Black gas pipe and galvanized pipe are the most popular materials, but copper pipe can be used too. It just depends on what material you're most comfortable working with. In spite of what you may hear or read, don't use PVC or ABS plastic pipe! It may be cheap and easy to work with, but there are dangers. If the pressure switch fails on your compressor, pressure levels in the supply line could build to dangerously high levels, possibly resulting in an explosion. Also, plastic pipe could rupture in the event of a fire, providing an additional source of fuel. Plastic pipe doesn't cool the air as much either.

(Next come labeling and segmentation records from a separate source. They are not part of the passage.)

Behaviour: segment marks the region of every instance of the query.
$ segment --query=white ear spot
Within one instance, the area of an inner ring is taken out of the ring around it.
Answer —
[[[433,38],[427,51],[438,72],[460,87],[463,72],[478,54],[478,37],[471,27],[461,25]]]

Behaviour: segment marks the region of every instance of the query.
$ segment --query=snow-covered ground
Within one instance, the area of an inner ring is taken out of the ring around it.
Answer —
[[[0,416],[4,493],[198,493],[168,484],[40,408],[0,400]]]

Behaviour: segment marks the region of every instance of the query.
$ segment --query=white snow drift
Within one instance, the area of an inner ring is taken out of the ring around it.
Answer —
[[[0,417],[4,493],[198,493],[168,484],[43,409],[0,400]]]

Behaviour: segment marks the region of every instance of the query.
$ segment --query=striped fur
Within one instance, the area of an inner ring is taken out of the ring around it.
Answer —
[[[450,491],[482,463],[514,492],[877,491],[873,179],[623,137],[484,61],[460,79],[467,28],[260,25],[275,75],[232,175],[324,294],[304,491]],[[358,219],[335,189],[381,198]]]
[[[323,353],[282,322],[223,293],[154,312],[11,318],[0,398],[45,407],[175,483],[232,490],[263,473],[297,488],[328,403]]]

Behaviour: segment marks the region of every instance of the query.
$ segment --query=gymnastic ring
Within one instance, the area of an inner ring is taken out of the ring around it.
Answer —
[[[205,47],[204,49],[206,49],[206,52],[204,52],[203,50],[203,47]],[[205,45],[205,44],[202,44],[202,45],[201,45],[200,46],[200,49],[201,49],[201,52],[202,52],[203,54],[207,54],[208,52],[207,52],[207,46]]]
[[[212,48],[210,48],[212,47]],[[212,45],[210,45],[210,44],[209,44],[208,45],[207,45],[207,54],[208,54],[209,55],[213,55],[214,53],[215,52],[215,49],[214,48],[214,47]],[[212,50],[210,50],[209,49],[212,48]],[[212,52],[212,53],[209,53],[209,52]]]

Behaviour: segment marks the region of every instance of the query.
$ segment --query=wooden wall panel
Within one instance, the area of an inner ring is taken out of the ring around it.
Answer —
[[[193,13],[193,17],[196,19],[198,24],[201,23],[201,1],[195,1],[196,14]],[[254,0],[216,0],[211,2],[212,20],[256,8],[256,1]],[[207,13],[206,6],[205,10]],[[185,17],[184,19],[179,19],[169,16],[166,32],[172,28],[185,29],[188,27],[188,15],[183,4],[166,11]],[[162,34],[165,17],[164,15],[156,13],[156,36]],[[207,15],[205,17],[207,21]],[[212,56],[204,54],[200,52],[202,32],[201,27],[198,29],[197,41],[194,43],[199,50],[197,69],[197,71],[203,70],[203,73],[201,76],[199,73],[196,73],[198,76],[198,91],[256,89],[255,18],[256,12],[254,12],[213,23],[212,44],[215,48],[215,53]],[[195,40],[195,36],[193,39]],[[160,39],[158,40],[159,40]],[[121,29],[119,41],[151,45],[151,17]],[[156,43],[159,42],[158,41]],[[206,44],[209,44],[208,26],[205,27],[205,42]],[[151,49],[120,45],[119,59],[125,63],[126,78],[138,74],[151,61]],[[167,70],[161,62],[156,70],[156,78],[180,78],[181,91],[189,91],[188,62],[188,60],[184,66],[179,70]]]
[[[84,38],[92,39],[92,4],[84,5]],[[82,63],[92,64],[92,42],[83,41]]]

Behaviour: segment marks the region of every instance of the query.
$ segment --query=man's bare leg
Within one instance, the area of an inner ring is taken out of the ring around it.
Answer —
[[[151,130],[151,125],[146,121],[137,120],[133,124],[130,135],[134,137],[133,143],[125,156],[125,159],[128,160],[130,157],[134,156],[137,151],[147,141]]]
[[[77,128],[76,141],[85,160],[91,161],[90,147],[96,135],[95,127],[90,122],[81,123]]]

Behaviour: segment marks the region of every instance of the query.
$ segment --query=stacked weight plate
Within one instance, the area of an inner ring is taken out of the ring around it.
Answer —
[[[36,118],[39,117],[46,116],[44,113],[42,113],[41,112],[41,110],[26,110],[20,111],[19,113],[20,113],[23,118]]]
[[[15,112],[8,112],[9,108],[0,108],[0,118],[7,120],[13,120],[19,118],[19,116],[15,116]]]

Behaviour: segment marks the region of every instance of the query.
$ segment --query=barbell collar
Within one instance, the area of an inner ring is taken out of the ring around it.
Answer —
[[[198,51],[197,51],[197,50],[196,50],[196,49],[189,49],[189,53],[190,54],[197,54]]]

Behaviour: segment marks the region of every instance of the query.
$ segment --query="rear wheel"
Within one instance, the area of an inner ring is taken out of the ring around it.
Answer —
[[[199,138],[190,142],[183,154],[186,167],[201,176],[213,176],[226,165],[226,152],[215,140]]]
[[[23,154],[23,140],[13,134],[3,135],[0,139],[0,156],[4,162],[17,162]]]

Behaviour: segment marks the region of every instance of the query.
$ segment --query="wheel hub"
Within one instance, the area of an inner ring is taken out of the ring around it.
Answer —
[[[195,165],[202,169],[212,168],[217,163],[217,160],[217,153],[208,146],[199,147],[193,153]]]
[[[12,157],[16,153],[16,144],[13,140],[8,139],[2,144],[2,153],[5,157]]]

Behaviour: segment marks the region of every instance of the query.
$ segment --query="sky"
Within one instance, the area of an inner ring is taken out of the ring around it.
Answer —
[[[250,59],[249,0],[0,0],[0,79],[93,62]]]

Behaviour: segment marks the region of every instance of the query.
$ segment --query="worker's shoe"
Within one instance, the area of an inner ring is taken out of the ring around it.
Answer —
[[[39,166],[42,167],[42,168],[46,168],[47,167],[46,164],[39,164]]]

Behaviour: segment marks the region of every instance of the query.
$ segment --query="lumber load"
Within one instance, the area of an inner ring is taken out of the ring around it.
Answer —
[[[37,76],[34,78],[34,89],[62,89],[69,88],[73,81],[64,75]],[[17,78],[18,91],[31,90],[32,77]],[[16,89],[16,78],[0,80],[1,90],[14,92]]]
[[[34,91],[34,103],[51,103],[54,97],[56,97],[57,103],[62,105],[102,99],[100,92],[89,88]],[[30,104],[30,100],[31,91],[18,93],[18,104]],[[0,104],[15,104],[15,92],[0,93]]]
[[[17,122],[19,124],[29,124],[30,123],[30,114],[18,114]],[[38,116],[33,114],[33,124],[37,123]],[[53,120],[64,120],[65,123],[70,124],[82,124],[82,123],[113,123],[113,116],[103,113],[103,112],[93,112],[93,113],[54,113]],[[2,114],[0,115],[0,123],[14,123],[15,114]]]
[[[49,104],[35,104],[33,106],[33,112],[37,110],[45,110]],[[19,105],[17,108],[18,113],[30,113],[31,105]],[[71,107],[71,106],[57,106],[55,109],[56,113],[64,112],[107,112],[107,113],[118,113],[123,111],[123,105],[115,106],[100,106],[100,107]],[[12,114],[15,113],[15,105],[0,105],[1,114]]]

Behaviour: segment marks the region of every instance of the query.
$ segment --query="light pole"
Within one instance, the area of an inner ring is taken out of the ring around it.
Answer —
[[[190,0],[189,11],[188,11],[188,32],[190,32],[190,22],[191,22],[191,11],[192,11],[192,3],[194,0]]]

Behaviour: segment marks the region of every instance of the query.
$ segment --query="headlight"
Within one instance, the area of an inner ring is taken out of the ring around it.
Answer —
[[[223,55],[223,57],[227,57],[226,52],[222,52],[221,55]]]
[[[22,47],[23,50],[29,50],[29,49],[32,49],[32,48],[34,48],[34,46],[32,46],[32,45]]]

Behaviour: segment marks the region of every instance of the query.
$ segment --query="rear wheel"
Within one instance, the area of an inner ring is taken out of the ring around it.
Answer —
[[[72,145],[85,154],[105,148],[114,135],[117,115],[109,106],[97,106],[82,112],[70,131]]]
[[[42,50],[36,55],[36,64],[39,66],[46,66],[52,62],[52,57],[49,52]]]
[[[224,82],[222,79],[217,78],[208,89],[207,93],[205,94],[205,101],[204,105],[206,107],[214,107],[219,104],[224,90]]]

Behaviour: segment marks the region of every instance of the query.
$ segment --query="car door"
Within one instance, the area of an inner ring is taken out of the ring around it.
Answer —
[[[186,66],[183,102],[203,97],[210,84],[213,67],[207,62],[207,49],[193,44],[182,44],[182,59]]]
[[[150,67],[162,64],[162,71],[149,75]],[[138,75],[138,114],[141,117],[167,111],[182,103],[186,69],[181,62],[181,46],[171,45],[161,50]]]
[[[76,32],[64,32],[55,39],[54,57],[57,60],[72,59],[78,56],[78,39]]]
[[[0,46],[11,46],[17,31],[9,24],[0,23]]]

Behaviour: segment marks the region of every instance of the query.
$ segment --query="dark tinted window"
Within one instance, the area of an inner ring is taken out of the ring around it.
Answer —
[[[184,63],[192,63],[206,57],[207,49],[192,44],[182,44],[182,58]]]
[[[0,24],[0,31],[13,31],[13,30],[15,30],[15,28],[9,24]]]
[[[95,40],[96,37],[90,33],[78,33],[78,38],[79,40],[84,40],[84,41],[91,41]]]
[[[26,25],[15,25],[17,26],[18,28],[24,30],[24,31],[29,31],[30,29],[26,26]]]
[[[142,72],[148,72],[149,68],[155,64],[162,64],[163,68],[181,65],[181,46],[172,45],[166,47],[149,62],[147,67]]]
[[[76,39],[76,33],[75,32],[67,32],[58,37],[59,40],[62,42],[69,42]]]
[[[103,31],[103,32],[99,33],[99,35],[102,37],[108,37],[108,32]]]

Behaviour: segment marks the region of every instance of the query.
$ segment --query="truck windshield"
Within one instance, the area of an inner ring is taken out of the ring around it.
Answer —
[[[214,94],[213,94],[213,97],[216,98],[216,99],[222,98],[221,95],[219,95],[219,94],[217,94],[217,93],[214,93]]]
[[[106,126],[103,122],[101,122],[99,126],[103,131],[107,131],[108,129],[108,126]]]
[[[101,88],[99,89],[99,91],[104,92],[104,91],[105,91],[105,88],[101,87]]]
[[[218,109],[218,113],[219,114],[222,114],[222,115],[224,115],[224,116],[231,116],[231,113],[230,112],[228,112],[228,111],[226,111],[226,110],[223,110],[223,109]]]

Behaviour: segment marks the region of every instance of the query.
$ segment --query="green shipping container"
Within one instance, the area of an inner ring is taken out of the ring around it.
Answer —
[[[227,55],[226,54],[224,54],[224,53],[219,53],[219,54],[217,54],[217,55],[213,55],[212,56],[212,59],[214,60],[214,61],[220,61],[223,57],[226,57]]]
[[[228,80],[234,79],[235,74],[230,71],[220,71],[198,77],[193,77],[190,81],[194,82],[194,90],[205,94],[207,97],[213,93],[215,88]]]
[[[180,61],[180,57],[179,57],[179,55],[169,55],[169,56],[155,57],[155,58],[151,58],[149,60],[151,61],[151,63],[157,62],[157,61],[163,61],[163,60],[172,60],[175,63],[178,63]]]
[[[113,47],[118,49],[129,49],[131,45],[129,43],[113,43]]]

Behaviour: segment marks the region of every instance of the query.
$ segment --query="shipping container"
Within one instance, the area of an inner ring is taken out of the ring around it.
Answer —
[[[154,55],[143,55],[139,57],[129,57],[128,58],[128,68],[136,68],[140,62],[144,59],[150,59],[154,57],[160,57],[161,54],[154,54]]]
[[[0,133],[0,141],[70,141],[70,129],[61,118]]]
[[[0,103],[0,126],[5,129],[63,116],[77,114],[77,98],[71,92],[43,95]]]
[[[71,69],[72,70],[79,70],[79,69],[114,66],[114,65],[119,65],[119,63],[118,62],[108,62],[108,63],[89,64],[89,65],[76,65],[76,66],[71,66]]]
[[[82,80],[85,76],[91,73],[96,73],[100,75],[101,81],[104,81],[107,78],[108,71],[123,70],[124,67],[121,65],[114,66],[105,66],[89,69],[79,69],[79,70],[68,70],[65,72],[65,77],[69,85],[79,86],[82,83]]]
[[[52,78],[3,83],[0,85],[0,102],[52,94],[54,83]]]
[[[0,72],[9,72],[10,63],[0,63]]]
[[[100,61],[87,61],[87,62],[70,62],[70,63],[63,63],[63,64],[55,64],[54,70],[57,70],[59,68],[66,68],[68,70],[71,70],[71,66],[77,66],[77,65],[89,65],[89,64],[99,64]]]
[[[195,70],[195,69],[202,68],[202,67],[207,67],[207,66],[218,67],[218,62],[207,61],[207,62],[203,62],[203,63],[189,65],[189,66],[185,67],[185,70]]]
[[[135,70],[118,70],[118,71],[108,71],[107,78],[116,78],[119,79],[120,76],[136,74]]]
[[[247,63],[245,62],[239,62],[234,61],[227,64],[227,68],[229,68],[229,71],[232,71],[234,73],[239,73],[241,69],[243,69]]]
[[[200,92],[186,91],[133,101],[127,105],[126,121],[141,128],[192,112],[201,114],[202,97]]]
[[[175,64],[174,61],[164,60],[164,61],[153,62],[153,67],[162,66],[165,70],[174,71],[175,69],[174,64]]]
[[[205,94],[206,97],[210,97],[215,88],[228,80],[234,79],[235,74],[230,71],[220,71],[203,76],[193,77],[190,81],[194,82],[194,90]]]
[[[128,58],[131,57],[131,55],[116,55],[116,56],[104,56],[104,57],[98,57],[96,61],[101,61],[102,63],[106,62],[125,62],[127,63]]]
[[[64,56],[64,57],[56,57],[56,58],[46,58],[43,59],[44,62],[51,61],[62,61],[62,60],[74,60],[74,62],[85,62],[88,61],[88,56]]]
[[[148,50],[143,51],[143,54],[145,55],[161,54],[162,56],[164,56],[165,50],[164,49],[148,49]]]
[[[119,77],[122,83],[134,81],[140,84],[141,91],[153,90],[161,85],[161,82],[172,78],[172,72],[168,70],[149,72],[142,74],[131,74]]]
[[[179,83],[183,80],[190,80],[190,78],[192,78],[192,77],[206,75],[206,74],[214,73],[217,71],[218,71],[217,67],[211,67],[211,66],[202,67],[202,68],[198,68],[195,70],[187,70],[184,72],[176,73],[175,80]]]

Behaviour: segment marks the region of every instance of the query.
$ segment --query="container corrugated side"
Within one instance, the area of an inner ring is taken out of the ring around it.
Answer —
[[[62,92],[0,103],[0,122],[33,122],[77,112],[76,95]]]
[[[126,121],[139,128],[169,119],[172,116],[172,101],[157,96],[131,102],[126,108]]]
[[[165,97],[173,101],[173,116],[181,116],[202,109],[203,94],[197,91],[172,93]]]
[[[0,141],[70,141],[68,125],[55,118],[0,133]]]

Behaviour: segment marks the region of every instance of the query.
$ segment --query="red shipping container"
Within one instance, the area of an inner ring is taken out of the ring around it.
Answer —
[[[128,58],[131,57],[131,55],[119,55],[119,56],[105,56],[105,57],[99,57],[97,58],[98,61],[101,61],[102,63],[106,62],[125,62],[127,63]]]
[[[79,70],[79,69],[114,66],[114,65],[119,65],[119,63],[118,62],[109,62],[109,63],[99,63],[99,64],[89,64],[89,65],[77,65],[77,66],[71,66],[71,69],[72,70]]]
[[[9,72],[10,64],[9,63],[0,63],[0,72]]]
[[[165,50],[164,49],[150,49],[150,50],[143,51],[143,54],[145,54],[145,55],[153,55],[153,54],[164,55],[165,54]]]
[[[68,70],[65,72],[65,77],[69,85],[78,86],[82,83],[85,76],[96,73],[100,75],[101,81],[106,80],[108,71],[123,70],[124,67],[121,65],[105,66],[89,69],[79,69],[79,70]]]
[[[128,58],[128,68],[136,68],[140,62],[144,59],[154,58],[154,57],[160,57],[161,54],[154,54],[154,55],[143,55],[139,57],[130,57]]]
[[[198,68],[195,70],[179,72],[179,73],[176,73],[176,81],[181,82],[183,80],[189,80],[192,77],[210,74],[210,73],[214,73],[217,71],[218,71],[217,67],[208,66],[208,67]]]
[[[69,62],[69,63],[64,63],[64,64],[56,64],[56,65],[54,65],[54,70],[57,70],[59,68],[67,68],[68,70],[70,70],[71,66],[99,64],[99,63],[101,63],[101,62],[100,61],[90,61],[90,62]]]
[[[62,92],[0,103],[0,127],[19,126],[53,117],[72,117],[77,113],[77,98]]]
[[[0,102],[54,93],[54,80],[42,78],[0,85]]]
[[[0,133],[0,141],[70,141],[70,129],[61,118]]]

For more information on supply lines, check out the following resources,, or

I built my 35 foot-long supply line system out of 3/4" galvanized pipe with the following features:

Supply Line

The drop is 35 feet from compressor, with drip leg, drain, water trap, regulator, and MotorGuard M60 filter.

Flexible Coupling

An Ingersoll-Rand flexible coupling prevents compressor vibration from damaging the supply line.

Air Filter

I use a MotorGuard M60 0.1 Micron filter after the water trap and regulator. This setup was recommended by my local automobile paint store. It works very well in Colorado's dry climate. Talk to the people at your local paint store for advice on filtration and water separation in your area.

M60 Filter

M60 filters use a "toilet paper" cartridge.

Toliet Paper

I prefer single-ply. The filter element is crushed slightly when the top and bottom halves are assembled. This allows air to pass between the layers of paper.

Tank Drain

It's important to drain air compressor tanks daily, but most people don't do it often enough because the drain is so hard to reach. Make it easier by using an elbow, an appropriate length of pipe, and a ball valve.

Tank Drain

A ball valve, a 90-degree elbow, and a length of pipe makes the chore of draining the tank a lot easier.


They may seem innocent enough, but if you're still using 1/4" quick-connect couplers in your air system, throw 'em in the trash! 3/8" quick-connect couplings flow twice as much air. I prefer the "automotive style" because they can be pushed in without having to pull the collar back.


Note the difference in size between 1/4" and 3/8" couplers. The 3/8" coupler is on the right.